Nicole resta inconsciente près d’une heure. Vers la fin elle perçut vaguement les vibrations du sol et la conversation qui se déroulait de l’autre côté de la salle. Elle ouvrit les paupières, très lentement.

— L’effet de filet accroît la vitesse hyperbolique, disait Richard. Nous croiserons l’orbite terrestre plus tôt que prévu, bien avant l’arrivée de notre planète.

— Quelle sera la marge ?

— Importante. J’ignore quand Rama coupera ses propulseurs, mais même s’il le fait à présent nous passerons à un million de kilomètres de la Terre, plus de deux fois la distance qui la sépare de la Lune.

Nicole s’assit et sourit.

— Bonjour, leur dit-elle gaiement. Ils se précipitèrent vers elle.

— Ça va, ma chérie ? lui demanda Richard. Elle tâta une grosse bosse, sur sa tempe.

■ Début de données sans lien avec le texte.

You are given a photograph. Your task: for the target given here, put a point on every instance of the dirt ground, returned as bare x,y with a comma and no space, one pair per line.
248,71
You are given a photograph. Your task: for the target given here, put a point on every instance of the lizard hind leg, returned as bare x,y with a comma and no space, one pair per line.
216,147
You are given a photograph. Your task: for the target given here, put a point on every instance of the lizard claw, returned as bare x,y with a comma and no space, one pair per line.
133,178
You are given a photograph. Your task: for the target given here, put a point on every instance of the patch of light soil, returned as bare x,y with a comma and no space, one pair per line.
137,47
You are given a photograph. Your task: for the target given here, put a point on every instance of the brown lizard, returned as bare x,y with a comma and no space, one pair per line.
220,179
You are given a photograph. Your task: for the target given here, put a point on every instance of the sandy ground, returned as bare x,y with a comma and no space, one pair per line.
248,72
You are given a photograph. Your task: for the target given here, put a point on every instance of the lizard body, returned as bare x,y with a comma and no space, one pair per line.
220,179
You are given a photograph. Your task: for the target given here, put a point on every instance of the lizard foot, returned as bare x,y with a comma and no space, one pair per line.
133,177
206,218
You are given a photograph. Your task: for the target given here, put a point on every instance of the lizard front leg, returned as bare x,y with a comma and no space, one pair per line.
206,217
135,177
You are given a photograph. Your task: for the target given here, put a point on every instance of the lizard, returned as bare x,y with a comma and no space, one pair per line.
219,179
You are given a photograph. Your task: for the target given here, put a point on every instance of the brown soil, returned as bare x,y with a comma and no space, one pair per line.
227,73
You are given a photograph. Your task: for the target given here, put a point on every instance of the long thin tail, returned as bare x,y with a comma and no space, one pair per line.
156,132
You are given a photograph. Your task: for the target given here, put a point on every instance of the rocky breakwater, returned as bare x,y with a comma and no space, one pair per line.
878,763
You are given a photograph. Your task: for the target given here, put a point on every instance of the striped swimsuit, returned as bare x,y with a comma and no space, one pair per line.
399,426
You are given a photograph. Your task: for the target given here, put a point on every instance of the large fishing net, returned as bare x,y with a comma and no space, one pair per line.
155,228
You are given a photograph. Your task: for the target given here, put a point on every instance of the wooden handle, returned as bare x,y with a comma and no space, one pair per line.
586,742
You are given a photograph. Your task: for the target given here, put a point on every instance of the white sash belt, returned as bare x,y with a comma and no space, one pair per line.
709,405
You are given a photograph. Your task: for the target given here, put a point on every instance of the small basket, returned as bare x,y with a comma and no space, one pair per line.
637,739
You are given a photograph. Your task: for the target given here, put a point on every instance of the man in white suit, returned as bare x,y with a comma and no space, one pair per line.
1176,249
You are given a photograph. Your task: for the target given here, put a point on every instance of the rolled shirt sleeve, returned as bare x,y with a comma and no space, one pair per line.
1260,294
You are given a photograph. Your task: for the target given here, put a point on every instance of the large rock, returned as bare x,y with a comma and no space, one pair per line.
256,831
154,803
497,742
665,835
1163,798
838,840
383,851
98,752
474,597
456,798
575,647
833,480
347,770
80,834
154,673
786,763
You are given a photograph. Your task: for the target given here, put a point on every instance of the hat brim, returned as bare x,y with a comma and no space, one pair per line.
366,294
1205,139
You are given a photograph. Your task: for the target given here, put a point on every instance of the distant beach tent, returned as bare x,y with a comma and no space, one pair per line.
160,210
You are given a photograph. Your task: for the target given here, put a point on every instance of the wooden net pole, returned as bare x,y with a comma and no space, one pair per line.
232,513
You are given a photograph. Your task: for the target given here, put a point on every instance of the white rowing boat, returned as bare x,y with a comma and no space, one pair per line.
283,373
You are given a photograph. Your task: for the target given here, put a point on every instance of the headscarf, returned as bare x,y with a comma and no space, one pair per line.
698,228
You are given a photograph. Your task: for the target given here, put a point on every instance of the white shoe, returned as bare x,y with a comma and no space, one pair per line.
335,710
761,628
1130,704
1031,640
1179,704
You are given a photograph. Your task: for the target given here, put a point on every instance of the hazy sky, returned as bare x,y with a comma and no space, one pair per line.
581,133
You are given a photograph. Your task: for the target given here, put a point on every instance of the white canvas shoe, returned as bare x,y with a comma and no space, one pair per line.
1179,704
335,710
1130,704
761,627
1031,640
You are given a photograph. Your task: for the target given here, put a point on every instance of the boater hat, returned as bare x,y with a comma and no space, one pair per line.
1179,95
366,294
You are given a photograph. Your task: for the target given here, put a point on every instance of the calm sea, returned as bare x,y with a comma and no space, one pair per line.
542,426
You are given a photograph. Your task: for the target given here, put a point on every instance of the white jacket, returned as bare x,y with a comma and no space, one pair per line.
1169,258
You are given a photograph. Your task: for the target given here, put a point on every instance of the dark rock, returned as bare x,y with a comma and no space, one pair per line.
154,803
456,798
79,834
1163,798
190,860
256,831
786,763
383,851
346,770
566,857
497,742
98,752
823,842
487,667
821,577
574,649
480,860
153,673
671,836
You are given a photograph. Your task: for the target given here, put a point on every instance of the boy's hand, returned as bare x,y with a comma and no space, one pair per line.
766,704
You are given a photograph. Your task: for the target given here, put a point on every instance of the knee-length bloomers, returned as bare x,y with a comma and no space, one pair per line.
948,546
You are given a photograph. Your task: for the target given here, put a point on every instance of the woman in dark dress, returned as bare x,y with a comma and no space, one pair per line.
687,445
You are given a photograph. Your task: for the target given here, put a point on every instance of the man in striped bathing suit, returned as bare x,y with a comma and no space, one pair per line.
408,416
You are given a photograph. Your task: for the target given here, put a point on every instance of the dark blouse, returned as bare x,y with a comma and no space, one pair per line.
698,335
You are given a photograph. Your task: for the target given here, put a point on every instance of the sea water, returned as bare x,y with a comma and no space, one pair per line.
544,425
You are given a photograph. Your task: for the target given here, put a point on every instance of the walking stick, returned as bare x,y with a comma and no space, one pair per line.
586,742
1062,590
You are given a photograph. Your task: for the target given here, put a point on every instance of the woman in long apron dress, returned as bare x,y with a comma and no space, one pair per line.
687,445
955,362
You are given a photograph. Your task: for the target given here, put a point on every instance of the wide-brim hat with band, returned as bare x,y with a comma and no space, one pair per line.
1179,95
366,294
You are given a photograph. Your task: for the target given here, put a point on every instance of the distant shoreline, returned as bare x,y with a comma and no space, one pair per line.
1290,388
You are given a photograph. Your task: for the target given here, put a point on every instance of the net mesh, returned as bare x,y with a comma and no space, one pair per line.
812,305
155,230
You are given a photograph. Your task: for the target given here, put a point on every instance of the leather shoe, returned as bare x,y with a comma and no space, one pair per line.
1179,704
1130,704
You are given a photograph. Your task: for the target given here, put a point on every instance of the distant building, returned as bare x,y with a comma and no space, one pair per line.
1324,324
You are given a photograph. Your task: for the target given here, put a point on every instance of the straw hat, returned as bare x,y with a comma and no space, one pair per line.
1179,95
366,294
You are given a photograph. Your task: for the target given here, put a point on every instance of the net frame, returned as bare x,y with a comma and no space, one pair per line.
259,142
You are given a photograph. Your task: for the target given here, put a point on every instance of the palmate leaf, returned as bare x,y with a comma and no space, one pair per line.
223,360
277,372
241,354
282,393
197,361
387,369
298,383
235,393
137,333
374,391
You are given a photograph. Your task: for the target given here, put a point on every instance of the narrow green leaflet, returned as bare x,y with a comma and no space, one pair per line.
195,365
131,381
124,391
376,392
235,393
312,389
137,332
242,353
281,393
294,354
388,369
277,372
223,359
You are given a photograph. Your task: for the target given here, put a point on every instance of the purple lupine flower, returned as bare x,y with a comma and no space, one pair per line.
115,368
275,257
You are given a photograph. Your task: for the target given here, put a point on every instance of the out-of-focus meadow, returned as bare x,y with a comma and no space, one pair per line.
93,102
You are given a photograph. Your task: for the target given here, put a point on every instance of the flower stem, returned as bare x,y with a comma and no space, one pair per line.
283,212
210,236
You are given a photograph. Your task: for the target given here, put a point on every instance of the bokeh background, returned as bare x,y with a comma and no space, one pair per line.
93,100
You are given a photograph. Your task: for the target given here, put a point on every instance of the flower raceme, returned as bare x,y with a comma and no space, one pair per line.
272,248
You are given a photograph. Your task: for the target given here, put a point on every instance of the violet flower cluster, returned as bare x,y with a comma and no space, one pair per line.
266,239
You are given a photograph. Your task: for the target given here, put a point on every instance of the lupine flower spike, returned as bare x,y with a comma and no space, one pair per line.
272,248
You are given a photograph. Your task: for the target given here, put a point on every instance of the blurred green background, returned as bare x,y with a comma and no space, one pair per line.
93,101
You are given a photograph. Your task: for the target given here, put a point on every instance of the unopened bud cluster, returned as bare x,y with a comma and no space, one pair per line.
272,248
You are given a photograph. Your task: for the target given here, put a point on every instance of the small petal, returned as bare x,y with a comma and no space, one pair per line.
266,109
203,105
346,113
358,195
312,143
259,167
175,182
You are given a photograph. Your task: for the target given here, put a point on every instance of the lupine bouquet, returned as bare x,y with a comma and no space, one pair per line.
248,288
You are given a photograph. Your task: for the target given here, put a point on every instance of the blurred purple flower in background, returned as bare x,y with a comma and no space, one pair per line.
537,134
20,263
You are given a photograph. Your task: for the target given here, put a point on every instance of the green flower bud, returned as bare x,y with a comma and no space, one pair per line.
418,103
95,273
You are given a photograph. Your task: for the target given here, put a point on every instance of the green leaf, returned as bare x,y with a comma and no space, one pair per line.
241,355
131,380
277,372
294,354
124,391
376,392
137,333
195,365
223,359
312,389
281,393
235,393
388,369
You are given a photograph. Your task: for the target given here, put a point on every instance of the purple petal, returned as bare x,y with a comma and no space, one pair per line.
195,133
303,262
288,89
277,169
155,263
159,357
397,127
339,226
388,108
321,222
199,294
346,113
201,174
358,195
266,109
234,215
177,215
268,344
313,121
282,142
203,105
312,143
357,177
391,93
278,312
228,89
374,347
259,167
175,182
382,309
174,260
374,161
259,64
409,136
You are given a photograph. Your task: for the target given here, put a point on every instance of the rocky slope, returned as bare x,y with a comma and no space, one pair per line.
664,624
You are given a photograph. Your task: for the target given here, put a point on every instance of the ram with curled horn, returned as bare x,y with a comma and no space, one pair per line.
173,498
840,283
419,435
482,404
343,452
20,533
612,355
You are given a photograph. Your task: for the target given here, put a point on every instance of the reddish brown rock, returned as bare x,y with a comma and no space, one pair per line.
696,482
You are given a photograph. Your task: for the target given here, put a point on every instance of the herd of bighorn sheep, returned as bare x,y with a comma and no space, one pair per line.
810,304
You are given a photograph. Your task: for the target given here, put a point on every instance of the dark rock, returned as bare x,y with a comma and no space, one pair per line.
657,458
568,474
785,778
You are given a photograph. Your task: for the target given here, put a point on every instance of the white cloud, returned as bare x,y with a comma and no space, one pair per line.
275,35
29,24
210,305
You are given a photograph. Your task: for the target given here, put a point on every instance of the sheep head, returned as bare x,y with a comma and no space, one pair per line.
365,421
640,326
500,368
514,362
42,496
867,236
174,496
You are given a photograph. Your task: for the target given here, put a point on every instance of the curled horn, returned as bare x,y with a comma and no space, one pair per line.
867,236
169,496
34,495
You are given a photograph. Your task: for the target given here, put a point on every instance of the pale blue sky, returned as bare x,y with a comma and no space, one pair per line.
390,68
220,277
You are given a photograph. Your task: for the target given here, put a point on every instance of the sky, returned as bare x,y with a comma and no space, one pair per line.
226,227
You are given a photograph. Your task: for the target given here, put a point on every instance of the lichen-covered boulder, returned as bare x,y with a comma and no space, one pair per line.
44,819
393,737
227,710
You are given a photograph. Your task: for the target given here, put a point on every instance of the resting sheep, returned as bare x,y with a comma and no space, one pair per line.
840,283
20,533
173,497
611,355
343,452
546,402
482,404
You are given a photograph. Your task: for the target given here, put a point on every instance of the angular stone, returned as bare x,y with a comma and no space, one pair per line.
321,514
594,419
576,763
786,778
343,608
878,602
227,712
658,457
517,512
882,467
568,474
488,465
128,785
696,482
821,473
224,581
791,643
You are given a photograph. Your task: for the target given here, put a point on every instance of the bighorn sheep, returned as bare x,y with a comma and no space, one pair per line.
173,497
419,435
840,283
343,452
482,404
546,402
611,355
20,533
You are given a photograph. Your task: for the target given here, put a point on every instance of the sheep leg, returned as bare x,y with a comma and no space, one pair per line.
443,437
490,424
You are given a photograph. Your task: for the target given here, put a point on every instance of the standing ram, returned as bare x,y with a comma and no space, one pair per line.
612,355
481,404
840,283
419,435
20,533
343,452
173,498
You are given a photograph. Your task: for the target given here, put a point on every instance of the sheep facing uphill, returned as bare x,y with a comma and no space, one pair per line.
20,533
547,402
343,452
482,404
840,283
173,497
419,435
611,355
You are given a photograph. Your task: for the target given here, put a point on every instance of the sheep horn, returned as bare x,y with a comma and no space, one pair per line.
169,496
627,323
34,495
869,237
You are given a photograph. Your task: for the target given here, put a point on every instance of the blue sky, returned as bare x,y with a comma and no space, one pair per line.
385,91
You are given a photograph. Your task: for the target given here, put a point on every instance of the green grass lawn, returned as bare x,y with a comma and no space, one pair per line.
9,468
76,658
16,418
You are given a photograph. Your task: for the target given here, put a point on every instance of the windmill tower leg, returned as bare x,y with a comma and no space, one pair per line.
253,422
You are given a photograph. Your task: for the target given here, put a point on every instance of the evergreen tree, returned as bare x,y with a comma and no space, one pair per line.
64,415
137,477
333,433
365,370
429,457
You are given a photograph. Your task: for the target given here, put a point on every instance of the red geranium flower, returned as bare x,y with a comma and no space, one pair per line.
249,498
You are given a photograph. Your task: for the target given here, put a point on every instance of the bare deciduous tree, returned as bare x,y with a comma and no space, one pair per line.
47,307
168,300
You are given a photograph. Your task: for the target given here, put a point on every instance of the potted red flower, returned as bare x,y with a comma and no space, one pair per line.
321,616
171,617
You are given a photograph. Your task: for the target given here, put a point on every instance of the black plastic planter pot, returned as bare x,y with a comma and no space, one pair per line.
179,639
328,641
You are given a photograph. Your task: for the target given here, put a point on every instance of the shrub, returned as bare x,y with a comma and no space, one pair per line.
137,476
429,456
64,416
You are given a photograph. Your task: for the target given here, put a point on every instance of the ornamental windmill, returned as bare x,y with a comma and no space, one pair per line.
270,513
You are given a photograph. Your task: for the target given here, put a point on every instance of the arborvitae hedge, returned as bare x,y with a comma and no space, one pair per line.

— Je crois, mais j’aurai sans doute de sacrées migraines pendant quelque temps.

Elle les regarda.

— Et vous, Michael ? Je me souviens que je m’inquiétais pour votre santé, au moment de la grande explosion.

— La précédente m’avait coupé le souffle, expliqua O’Toole. Mais j’étais paré pour la troisième et mon dos semble s’en remettre.

Richard reprit son exposé sur ce que les systèmes de détection de Rama lui avaient permis d’apprendre.

— J’ai entendu la fin de ton cours, lui dit Nicole. J’en déduis que nous ne risquons plus de percuter la Terre. Mais où allons-nous, à présent ?

Il l’aida à se relever puis haussa les épaules.

— Il n’y a pas de planète ou d’astéroïde sur notre nouvelle trajectoire, et notre vitesse s’accroît. Sauf coup de théâtre, nous allons quitter le système solaire.

— Et devenir des voyageurs interstellaires, dit-elle posément.

— Si nous survivons jusqu’à la prochaine escale, ajouta le général.

Un sourire amusé incurva les lèvres de Richard, qui déclara :

— Je refuse de m’inquiéter de mon avenir. Pour l’instant, tout au moins. Et je souhaite célébrer dignement le fait que nous avons échappé à cette phalange de missiles nucléaires. Je propose de monter à la surface pour présenter Michael à de nouveaux amis. Devons-nous aller rendre visite aux aviens ou aux octopodes ?

Nicole secoua la tête et sourit.

— Tu es incorrigible, Richard. Qu’il ne soit…

Qu’il ne soit, à l’union de vrais esprits,

Admis aucune opposition,

C’était B qui venait de l’interrompre. Les trois cosmonautes sursautèrent, baissèrent les yeux sur le petit robot puis éclatèrent de rire à l’unisson.

… l’amour n’est pas l’amour

Si les changements l’altèrent,

Ou si les séparations peuvent l’amoindrir.

Oh non ! Il est un point de repère immuable…

Richard ramassa B et l’arrêta. Nicole et Michael riaient encore. Il les étreignit tour à tour.

— Je ne pourrais espérer avoir de meilleurs compagnons de voyage, dit-il en levant le petit robot au-dessus de sa tête. Quelle que soit notre destination.